A questo punto, gli ufficiali si dedicano ad organizzare l’evacuazione di prigionieri fuggiaschi verso sud, come era stato ordinato a Gregg durante il suo incontro con gli agenti del AMG. Nel novembre 1944, Rowland decide che anche per lui era venuto il momento di passare le linee del fronte «speravo di potermi unire all’AMG per poi essere paracadutato nel nord Italia per aiutare i fuggiaschi e i piloti abbattuti». Dopo un viaggio difficile e pericoloso, Rowland incontra infine le forze americane nel villaggio di Levigliani (Lucca). È finalmente in territorio amico, dopo quindici mesi di prigionia e più di un anno da fuggiasco. Tuttavia, le cose non vanno come aveva immaginato. Rowland viene portato a Firenze, per essere interrogato e quindi gli viene chiesto se ha bisogno di cure: «accettai, poiché soffrivo di una brutta irritazione alla pelle, e fui portato in un ospedale in ambulanza per essere curato, ma finii in un reparto pieno di neri americani». Dopo una settimana, appurato l’errore, viene trasferito di nuovo, ma di nuovo nel centro di riposo sbagliato e, per di più, in uniforme americana. «Me la spassai in città con un sergente canadese che stava a riposo per le ferite, lui fornì i soldi, io l’italiano. Fummo prelevati dai berretti rossi e messi agli arresti». Rowland viene caricato su un camion, imputato di diserzione. «Quando gli chiesi dove mi stessero portando mi risposero “al tuo battaglione”, io dissi “e dov’è?”, al che loro risposero “dove pensi che sia, dove l’hai abbandonato?”, io replicai “a Tobruk”». Chiarito il malinteso, viene riportato a Firenze e quindi a Napoli. Finalmente, è interrogato dall’AMG ma gli viene detto che non può arruolarsi con loro, deve prima tornare in Inghilterra.

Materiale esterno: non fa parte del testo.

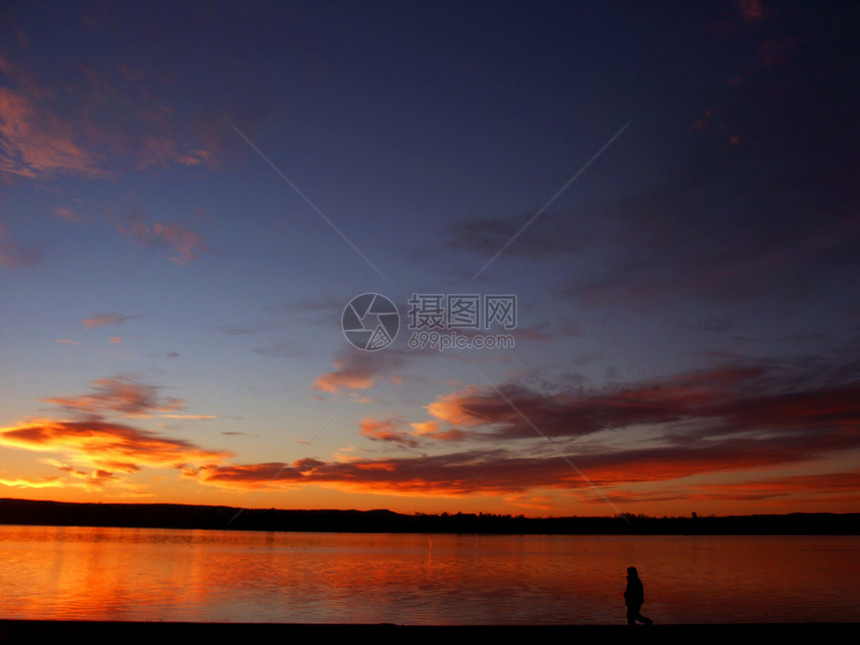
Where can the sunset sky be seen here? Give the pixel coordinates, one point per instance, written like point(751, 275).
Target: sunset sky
point(192, 192)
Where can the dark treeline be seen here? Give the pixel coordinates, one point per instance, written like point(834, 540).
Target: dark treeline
point(180, 516)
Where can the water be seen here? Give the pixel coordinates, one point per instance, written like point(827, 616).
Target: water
point(225, 576)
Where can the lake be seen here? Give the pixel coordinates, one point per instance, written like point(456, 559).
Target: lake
point(242, 576)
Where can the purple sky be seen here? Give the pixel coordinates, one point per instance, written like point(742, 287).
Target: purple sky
point(192, 192)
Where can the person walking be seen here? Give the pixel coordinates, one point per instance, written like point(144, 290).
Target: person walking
point(634, 597)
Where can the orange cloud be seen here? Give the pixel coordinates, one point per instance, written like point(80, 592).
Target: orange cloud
point(26, 482)
point(387, 430)
point(107, 447)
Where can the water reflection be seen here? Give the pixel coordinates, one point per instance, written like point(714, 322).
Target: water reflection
point(151, 574)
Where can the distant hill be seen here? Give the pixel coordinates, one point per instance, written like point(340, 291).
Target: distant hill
point(182, 516)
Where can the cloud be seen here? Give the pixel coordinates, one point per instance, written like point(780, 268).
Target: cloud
point(180, 239)
point(108, 447)
point(184, 243)
point(119, 394)
point(27, 482)
point(742, 400)
point(388, 430)
point(106, 319)
point(67, 215)
point(356, 370)
point(119, 121)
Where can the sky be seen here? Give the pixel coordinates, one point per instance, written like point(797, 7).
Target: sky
point(538, 258)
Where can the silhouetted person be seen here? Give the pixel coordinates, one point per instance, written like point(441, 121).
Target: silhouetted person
point(634, 596)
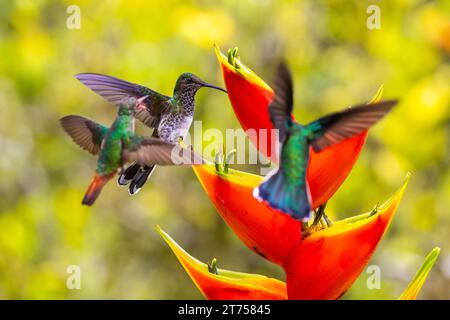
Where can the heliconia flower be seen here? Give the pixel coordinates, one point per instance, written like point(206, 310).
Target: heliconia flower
point(250, 95)
point(219, 284)
point(417, 282)
point(264, 230)
point(325, 264)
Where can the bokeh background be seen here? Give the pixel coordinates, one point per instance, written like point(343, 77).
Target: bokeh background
point(336, 62)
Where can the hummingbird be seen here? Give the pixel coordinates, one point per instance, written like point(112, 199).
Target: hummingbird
point(286, 188)
point(118, 144)
point(171, 117)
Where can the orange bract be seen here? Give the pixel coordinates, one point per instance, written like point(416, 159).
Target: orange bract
point(325, 264)
point(250, 97)
point(226, 285)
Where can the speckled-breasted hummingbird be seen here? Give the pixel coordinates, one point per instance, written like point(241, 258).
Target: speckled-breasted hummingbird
point(118, 145)
point(171, 117)
point(286, 188)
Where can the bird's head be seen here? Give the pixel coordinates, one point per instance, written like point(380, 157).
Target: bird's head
point(191, 83)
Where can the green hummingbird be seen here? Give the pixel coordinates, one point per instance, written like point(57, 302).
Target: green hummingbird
point(286, 188)
point(171, 117)
point(118, 145)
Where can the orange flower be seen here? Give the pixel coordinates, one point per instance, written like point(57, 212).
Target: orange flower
point(219, 284)
point(264, 230)
point(250, 95)
point(325, 264)
point(226, 285)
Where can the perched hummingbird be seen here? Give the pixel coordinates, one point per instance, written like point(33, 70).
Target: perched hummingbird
point(118, 144)
point(171, 117)
point(286, 188)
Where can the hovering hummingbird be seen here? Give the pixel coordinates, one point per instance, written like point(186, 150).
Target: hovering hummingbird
point(118, 144)
point(171, 117)
point(286, 188)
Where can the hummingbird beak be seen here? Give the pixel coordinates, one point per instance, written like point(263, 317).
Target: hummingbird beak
point(140, 103)
point(204, 84)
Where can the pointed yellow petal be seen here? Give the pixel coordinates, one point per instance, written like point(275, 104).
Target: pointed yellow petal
point(417, 282)
point(226, 284)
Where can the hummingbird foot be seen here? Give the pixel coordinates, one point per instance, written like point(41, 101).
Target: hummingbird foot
point(321, 221)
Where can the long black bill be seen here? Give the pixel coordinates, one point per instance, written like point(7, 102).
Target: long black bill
point(204, 84)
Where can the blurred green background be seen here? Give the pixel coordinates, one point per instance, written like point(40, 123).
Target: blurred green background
point(336, 62)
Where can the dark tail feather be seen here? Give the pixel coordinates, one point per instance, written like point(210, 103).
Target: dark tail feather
point(92, 193)
point(293, 201)
point(128, 175)
point(140, 179)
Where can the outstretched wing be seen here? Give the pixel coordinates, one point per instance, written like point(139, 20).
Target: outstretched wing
point(116, 90)
point(151, 151)
point(339, 126)
point(280, 108)
point(84, 132)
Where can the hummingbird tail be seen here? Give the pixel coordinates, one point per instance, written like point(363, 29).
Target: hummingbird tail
point(295, 202)
point(140, 179)
point(93, 191)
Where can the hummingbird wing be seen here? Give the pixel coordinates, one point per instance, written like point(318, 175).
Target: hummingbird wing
point(339, 126)
point(84, 132)
point(116, 90)
point(151, 151)
point(280, 108)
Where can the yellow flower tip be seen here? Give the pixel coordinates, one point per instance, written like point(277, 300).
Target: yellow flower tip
point(239, 68)
point(225, 284)
point(377, 212)
point(417, 282)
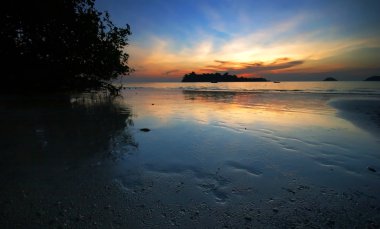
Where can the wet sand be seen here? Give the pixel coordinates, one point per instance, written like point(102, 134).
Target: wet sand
point(211, 160)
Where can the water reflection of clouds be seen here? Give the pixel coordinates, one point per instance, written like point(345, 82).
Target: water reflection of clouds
point(236, 110)
point(59, 130)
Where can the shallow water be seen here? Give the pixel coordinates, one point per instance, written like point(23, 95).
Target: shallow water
point(212, 158)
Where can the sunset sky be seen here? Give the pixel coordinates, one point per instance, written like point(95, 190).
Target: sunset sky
point(278, 40)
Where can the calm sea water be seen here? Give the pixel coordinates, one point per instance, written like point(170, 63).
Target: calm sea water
point(239, 155)
point(347, 87)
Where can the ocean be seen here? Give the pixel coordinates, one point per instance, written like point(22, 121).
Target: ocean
point(195, 155)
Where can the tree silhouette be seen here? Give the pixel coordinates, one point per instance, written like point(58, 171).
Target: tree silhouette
point(60, 45)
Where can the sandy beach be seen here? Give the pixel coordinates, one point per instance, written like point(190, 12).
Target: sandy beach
point(222, 159)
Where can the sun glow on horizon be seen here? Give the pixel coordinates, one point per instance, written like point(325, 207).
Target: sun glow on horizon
point(260, 39)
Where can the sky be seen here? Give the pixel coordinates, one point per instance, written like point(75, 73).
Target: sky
point(280, 40)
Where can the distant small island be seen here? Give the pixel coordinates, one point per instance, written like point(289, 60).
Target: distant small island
point(217, 77)
point(330, 79)
point(373, 78)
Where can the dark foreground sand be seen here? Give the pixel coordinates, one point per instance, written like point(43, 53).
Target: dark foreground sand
point(48, 182)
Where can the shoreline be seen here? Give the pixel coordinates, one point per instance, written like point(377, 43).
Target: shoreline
point(362, 112)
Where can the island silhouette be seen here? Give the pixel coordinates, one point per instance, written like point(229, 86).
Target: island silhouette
point(218, 77)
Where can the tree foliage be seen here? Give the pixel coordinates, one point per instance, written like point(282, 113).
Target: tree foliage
point(68, 45)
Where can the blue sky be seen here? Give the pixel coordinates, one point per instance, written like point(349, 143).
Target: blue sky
point(279, 40)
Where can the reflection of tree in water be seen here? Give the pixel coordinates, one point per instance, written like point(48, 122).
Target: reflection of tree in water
point(59, 129)
point(214, 96)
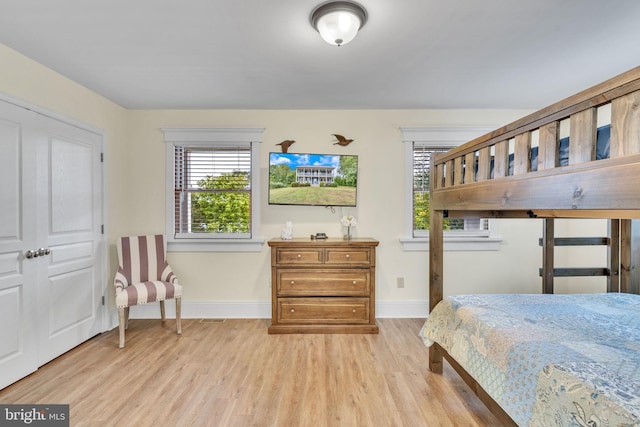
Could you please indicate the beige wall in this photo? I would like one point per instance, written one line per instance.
(135, 181)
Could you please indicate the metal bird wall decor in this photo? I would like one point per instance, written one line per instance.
(341, 140)
(285, 145)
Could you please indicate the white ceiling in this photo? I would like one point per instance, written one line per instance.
(264, 54)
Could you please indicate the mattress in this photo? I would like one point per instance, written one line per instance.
(548, 360)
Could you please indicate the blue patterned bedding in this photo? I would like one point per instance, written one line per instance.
(548, 360)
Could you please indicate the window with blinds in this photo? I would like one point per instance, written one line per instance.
(212, 191)
(422, 155)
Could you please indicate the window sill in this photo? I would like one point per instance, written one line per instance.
(421, 244)
(217, 245)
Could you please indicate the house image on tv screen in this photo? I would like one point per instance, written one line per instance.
(315, 175)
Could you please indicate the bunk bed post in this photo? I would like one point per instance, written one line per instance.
(625, 256)
(633, 286)
(548, 244)
(613, 280)
(436, 250)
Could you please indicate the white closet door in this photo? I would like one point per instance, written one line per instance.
(18, 316)
(54, 298)
(69, 221)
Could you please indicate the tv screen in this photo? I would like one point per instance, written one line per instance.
(313, 179)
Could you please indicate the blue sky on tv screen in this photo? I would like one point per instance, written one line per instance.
(294, 160)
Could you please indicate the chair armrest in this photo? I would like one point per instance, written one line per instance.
(120, 282)
(168, 275)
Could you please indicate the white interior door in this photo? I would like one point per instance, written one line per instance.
(51, 240)
(69, 228)
(18, 334)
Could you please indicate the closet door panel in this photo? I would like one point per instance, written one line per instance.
(70, 225)
(18, 339)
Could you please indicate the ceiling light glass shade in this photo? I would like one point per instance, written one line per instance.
(338, 22)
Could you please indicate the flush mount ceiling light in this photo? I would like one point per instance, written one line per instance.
(338, 22)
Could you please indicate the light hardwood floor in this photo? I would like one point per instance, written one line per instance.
(235, 374)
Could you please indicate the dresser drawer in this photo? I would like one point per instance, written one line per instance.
(292, 256)
(323, 310)
(348, 256)
(325, 282)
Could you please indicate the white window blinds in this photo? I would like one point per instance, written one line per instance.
(212, 191)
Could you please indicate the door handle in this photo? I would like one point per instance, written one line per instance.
(38, 252)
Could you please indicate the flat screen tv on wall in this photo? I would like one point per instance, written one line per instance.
(313, 179)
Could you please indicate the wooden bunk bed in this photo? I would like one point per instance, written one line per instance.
(476, 180)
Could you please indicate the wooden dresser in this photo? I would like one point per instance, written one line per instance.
(323, 286)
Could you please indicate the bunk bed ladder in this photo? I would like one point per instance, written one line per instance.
(619, 257)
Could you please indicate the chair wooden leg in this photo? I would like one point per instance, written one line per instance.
(178, 315)
(162, 315)
(121, 324)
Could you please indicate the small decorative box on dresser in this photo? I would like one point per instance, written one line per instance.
(323, 286)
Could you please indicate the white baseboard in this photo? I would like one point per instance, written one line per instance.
(257, 310)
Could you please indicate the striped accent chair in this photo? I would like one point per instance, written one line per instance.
(143, 276)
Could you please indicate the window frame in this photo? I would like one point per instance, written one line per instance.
(438, 137)
(214, 137)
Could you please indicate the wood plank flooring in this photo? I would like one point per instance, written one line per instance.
(235, 374)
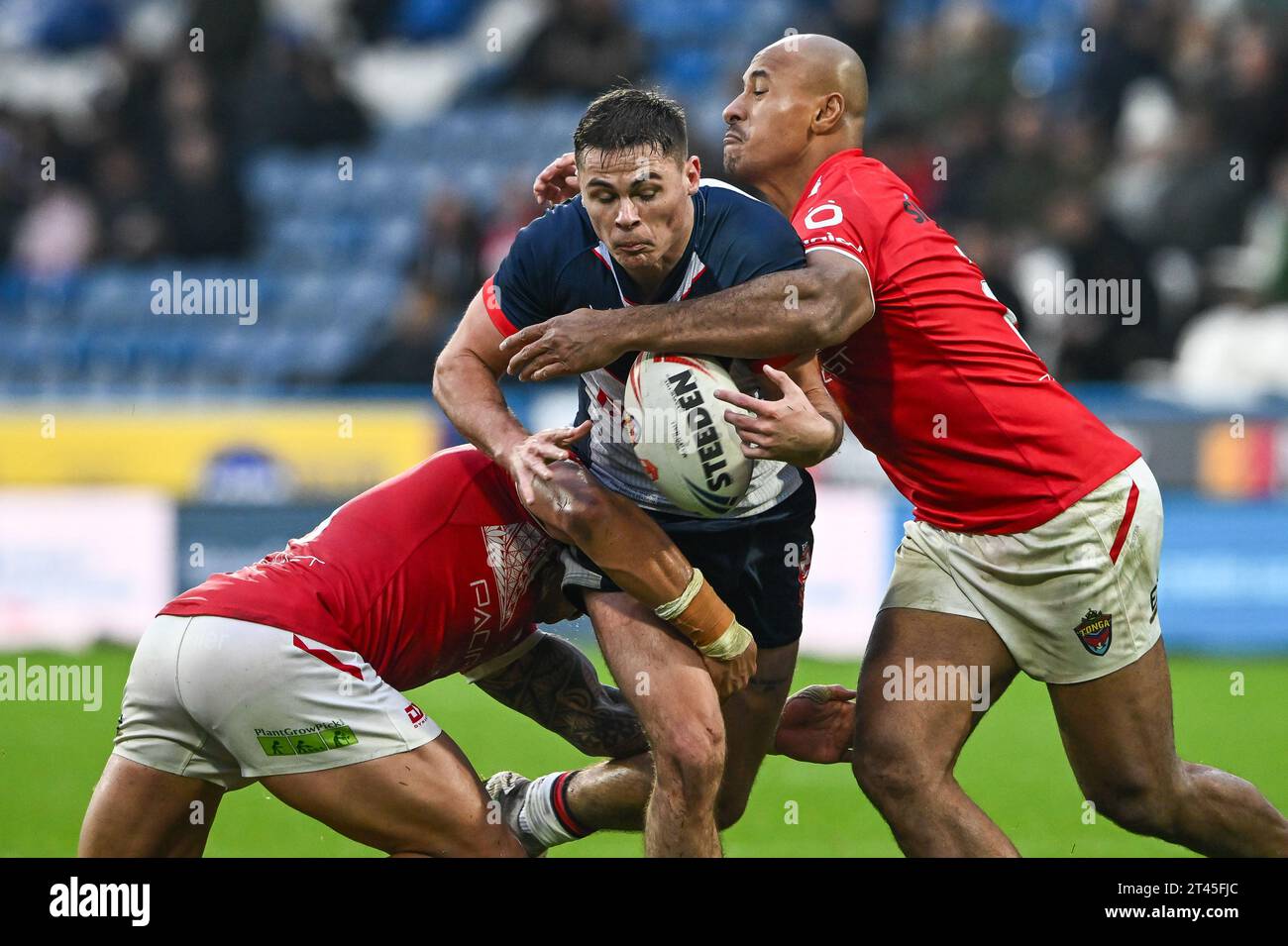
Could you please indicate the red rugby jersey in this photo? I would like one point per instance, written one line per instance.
(425, 575)
(964, 417)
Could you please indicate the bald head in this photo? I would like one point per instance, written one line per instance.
(818, 65)
(803, 99)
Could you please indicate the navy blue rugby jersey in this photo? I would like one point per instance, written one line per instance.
(558, 264)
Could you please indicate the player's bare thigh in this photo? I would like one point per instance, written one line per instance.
(658, 672)
(425, 802)
(137, 811)
(751, 719)
(1129, 749)
(923, 736)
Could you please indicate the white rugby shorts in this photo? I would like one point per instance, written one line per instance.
(1073, 600)
(231, 701)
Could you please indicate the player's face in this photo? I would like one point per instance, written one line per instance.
(767, 130)
(639, 203)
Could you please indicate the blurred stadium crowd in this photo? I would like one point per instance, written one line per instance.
(1102, 139)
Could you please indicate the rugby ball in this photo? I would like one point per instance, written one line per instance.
(681, 435)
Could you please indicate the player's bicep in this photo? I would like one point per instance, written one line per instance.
(478, 336)
(837, 258)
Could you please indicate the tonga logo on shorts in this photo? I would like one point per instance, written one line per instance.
(1096, 632)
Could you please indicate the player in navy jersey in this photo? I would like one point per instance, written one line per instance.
(647, 228)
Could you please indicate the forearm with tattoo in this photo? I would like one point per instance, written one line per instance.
(557, 686)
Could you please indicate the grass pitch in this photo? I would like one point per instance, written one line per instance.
(52, 753)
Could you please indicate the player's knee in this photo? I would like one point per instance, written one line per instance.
(729, 809)
(1137, 802)
(888, 771)
(478, 841)
(690, 761)
(578, 504)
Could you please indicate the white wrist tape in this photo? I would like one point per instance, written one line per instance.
(728, 645)
(674, 609)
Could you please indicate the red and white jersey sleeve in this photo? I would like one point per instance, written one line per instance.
(964, 417)
(424, 576)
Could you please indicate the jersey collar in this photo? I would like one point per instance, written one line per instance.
(812, 181)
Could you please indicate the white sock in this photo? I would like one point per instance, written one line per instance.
(540, 813)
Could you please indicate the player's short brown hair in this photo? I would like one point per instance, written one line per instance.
(625, 119)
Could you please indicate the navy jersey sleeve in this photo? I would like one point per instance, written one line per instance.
(747, 237)
(519, 292)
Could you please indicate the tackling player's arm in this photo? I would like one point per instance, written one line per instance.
(799, 312)
(557, 686)
(467, 389)
(630, 547)
(802, 426)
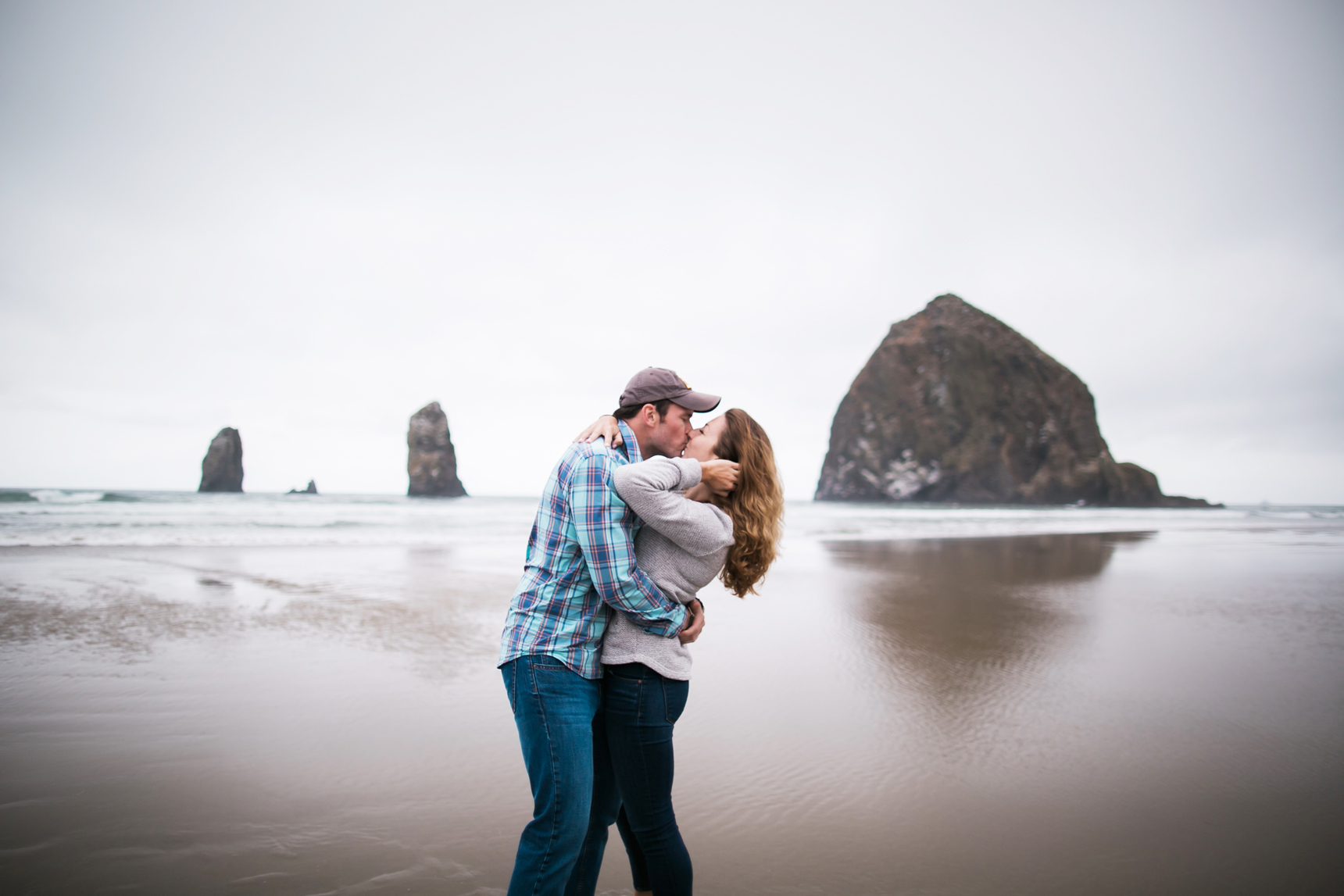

A Pirbright mi fu detto “guardsman una volta, guardsman per sempre” e che mi avrebbero addestrato per andare in Giappone. Mi fu detto che ero stato raccomandato per una Military Medal. […] Mi immaginai di dover marciare di fronte al battaglione per riceverla, ma mi fu invece recapitata da un postino al mio cottage in campagna nel Buckinghamshire, due anni dopo la notifica ufficiale sulla London Gazette.